DON’T: Make It All About You
At the end of the day, the sexiest thing about Christian Grey was his willingness to drop buckets of cash on a glorified secretary how turned on he got doing all that kinky stuff to Ana. Assuming your boyfriend doesn’t already have the inclination toward rough sex, he might not be as psyched about certain scenarios, which will lead to him weakly patting your ass and then asking if he’s hurt you.
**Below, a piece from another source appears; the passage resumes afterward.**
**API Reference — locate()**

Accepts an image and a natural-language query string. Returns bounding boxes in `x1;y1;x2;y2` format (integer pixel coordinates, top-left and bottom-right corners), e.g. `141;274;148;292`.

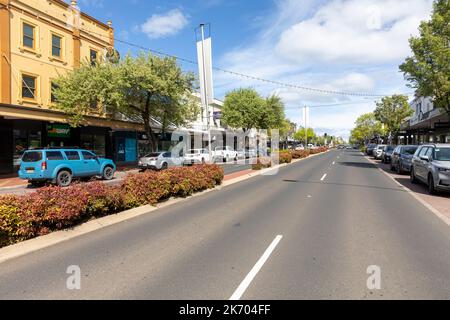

To actually have an enjoyable rough sex experience, you need to find something that your partner is excited to try, so you get to have the complete inanimate sex doll Ana Steele experience of being dominated. Also, it doesn’t hurt to introduce the whole rough sex experience as something you specifically want from your partner. It’s a lot less off-putting to hear, “I really enjoy getting the shit beaten out of me during sex,” than it is to hear, “I get so turned on at the idea of you throwing me around a little.” If he feels like he’s what’s turning you on when he does get a little rougher (and not the memory of the ex who probably gave you this sexual preference in the first place, oops), then he gets an ego boost and you get an orgasm (which is like, platinum level win-win for both parties).
DO: Ease Into It
I mean this in literally every single way. First, lube. Buy a lot (no cooling or heating shit), and incorporate it liberally. Second, talk to your partner before. It’s super tempting to just try and move his hands during sex and hope that he’ll read your mind, but since my boyfriend has literally replied, “what’s up,” when I said his name during sex, I don’t have a ton of faith in that practice. And since nothing kills the vibe faster than putting on your mom voice and saying, “no, do it like this” mid-act, get this out of the way beforehand—preferably over a glass, or six, of wine. Which brings me to my next point: drink. It’s called a “social lubricant” for a reason, and if this is your first foray into rough sex, you’ll probably want your typical inhibitions at least slightly lowered. I’m not saying get wasted, I’m just saying have enough to lose all sense of shame get out of your head and feel a little adventurous.
DON’T: Freak Out About Any of This
It’s obviously daunting when you’re suggesting something new, you’re in a vulnerable situation, and you’re not sure how the other person will react. But honestly, if a guy tries to make you feel embarrassed for bringing it up or acts like you’re a slut for wanting it, this guy is an insecure prude who’s worried that he hasn’t been satisfying you sexually. And if you do give it a shot, and it turns out you don’t like it as much as you thought you would, that’s okay too! Sex is sex, and if you’re not trying new things, you’re depriving yourself of potentially mind-blowing sex. Life’s too short, and your list of back-burner bros is too long for you to get hung up on one bad experience. If you want something more aggressive than what you’re getting, I’m sure there’s a guy out there who’s more than happy to oblige (just please not the people who are buying rope at hardware stores).